The 2008 Scaling Crisis: Caching at the Edge with Memcached
In mid-2008, the "Social Web" is exploding. If you're building a site that's getting millions of hits a day, your primary enemy isn't your code—it's your database's I/O wait. Even with the fastest SAS drives and massive RAID arrays, a relational database like MySQL or PostgreSQL will eventually choke on the weight of concurrent read requests.

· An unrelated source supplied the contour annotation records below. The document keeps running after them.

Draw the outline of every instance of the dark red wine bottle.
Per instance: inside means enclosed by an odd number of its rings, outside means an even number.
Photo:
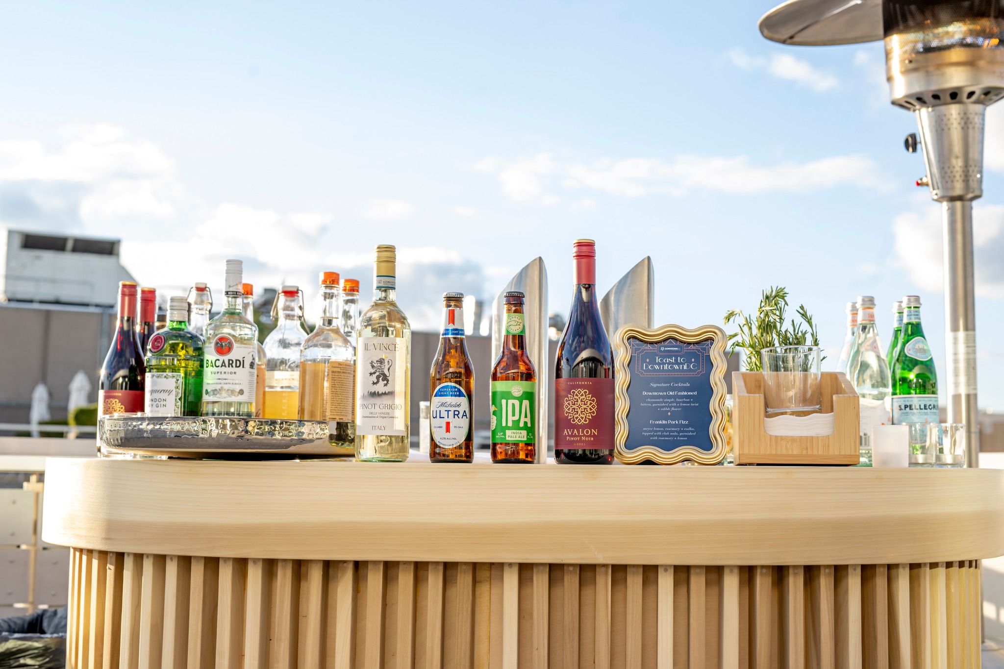
[[[136,327],[137,288],[132,281],[118,284],[118,325],[98,380],[98,415],[143,411],[147,368]]]
[[[554,369],[554,461],[613,462],[613,351],[599,318],[596,243],[572,245],[575,294]]]

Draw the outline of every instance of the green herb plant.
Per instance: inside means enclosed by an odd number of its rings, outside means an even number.
[[[791,319],[791,324],[785,328],[785,310],[788,308],[788,290],[783,286],[771,287],[760,296],[760,305],[754,316],[747,316],[739,309],[733,309],[725,314],[725,324],[735,323],[739,332],[729,335],[729,355],[737,348],[746,351],[746,369],[751,372],[761,371],[760,351],[771,346],[818,346],[819,335],[816,332],[812,316],[805,310],[805,305],[798,305],[796,314],[801,323]],[[825,360],[825,357],[822,358]]]

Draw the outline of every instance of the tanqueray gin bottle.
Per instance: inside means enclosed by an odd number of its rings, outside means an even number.
[[[258,326],[244,316],[243,263],[227,261],[226,305],[206,326],[202,415],[254,417]]]
[[[373,301],[359,318],[355,346],[355,459],[408,459],[412,326],[398,307],[397,254],[376,247]]]

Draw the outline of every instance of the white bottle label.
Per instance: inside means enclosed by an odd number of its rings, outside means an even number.
[[[453,448],[464,443],[471,426],[471,402],[456,383],[442,383],[433,393],[429,425],[440,446]]]
[[[928,340],[924,337],[914,337],[907,342],[904,349],[906,350],[907,355],[912,358],[922,361],[931,359],[931,347],[928,346]]]
[[[937,423],[938,395],[893,395],[893,424]]]
[[[355,353],[355,433],[406,436],[408,341],[359,337]]]
[[[182,415],[184,378],[178,372],[147,372],[144,411],[148,416]]]
[[[230,335],[217,335],[206,347],[202,399],[207,402],[254,402],[254,344],[238,344]]]

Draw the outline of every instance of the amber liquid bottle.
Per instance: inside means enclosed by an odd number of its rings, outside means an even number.
[[[533,464],[537,371],[526,352],[525,296],[505,294],[502,351],[492,367],[492,461]]]
[[[429,459],[474,461],[474,367],[464,339],[464,294],[443,294],[443,330],[429,374]]]
[[[613,462],[613,351],[599,318],[596,243],[572,245],[575,294],[554,369],[554,461]]]

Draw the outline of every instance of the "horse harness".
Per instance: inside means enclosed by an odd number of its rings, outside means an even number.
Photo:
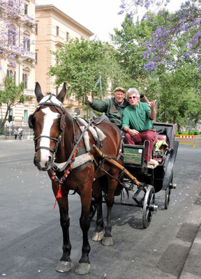
[[[37,152],[37,151],[38,149],[47,149],[49,150],[50,151],[52,152],[52,156],[53,157],[55,156],[55,153],[57,151],[58,149],[58,146],[59,144],[59,142],[61,142],[62,137],[64,140],[64,129],[65,129],[65,124],[66,124],[66,121],[65,121],[65,116],[66,116],[66,112],[65,110],[64,110],[63,107],[61,107],[61,105],[56,104],[55,103],[53,103],[52,100],[51,100],[52,96],[54,96],[53,94],[50,94],[49,96],[49,98],[43,103],[40,103],[38,104],[36,110],[34,112],[34,113],[33,114],[30,114],[29,116],[29,119],[28,119],[28,123],[29,123],[29,127],[30,128],[34,129],[34,114],[36,112],[37,112],[40,107],[43,105],[53,105],[55,109],[58,111],[58,112],[61,114],[61,118],[60,118],[60,130],[61,130],[61,133],[59,136],[59,137],[57,139],[55,137],[50,137],[50,136],[47,136],[47,135],[39,135],[38,137],[34,137],[34,144],[35,144],[35,152]],[[50,101],[50,102],[48,102]],[[74,123],[73,121],[73,137],[74,137],[74,146],[73,146],[73,149],[72,150],[72,152],[68,159],[68,160],[66,162],[65,165],[63,166],[62,169],[59,169],[59,172],[63,171],[63,169],[64,169],[68,165],[69,165],[69,163],[71,162],[71,158],[73,156],[73,155],[75,153],[75,151],[77,149],[80,142],[81,141],[81,140],[83,137],[83,135],[84,134],[84,133],[89,129],[89,126],[91,125],[91,123],[94,121],[95,123],[95,119],[96,119],[96,116],[93,116],[90,120],[88,122],[87,126],[85,127],[85,128],[84,129],[84,130],[82,131],[82,134],[80,135],[79,139],[77,141],[75,140],[75,126],[74,126]],[[75,119],[76,123],[77,123],[78,126],[80,126],[79,123],[77,122],[77,121],[76,119]],[[103,120],[100,120],[99,121],[96,121],[96,124],[99,124]],[[56,144],[54,148],[54,149],[50,148],[50,147],[47,147],[47,146],[37,146],[37,140],[42,138],[42,137],[46,137],[48,138],[50,140],[53,140],[54,141],[56,141]],[[101,142],[99,141],[99,140],[98,140],[98,146],[101,146]],[[56,171],[58,170],[58,167],[56,166],[55,164],[54,164],[53,162],[53,168],[54,169],[55,169]]]

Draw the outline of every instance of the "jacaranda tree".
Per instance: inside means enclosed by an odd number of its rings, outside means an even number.
[[[156,10],[156,6],[167,6],[170,0],[121,0],[119,14],[126,13],[129,17],[137,15],[139,8],[147,10],[142,20],[150,20],[149,10]],[[184,1],[178,10],[172,13],[161,11],[164,22],[168,24],[159,24],[152,33],[150,39],[144,43],[147,47],[144,56],[147,59],[144,63],[147,70],[152,70],[160,64],[172,67],[178,62],[172,50],[182,47],[181,57],[193,61],[201,71],[201,1],[200,0]],[[154,14],[153,14],[154,15]]]

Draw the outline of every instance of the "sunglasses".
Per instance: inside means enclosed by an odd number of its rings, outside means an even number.
[[[131,96],[131,97],[128,97],[128,99],[135,99],[137,97],[135,97],[135,96]]]

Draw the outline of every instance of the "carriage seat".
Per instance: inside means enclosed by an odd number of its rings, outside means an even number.
[[[153,158],[156,160],[159,164],[161,164],[163,161],[163,156],[165,150],[169,149],[168,144],[167,143],[166,135],[156,134],[156,140],[154,141],[154,146],[155,147],[154,148],[154,150]],[[158,148],[158,149],[157,149],[157,147]]]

The industry-standard solution is Memcached. Originally built for LiveJournal, it’s a high-performance, distributed memory object caching system. Its goal is simple: take the load off your database by storing pre-rendered objects in RAM.
The Caching Strategy
The most common pattern in 2008 is the 'Cache-Aside' strategy. When a request comes in, the application first checks Memcached. If the data is there (a 'hit'), it uses it. If not (a 'miss'), it queries the database and immediately populates the cache for next time.
<?php
// Initialize Memcached (using the pecl-memcache extension)
$memcache = new Memcache;
$memcache->connect('localhost', 11211) or die ("Could not connect");
$user_id = 12345;
$cache_key = "user_profile_" . $user_id;
// Attempt to get the profile from RAM
$profile = $memcache->get($cache_key);
if ($profile === false) {
// CACHE MISS: Hit the database
$db_result = mysql_query("SELECT * FROM users WHERE id = $user_id");
$profile = mysql_fetch_assoc($db_result);
// Populate the cache for 3600 seconds (1 hour)
$memcache->set($cache_key, $profile, false, 3600);
}
// Proceed with the profile data
render_user_profile($profile);
?>
Distributed Memory: The 'Pool' Concept
The real power of Memcached is that it’s distributed. You can have five servers with 2GB of RAM each, and Memcached will treat them as a single 10GB pool of memory. The client library handles the 'hashing' of keys across the servers using consistent hashing, ensuring that the same key always lands on the same server.
// Adding multiple servers to the pool
$memcache->addServer('mem1.internal', 11211);
$memcache->addServer('mem2.internal', 11211);
$memcache->addServer('mem3.internal', 11211);
Pitfalls: The 'Thundering Herd'
Caching isn't a silver bullet. If a highly popular key (like your homepage's main news feed) expires, you'll suddenly have 1,000 concurrent requests all missing the cache and hitting the database at the same time. This is the 'thundering herd' problem. We're experimenting with 'early re-warming' and mutex-locked updates, but it requires careful coordination.
Also, remember that Memcached is an LRU (Least Recently Used) cache. If your memory fills up, it will start evicting the oldest items to make room for new ones. Monitor your eviction count using telnet localhost 11211 and the stats command. If evictions are high, it’s time to add more RAM.
The philosophy of 2008 is 'RAM is cheap, Database I/O is expensive'. If a piece of data doesn't change on every request, it belongs in Memcached.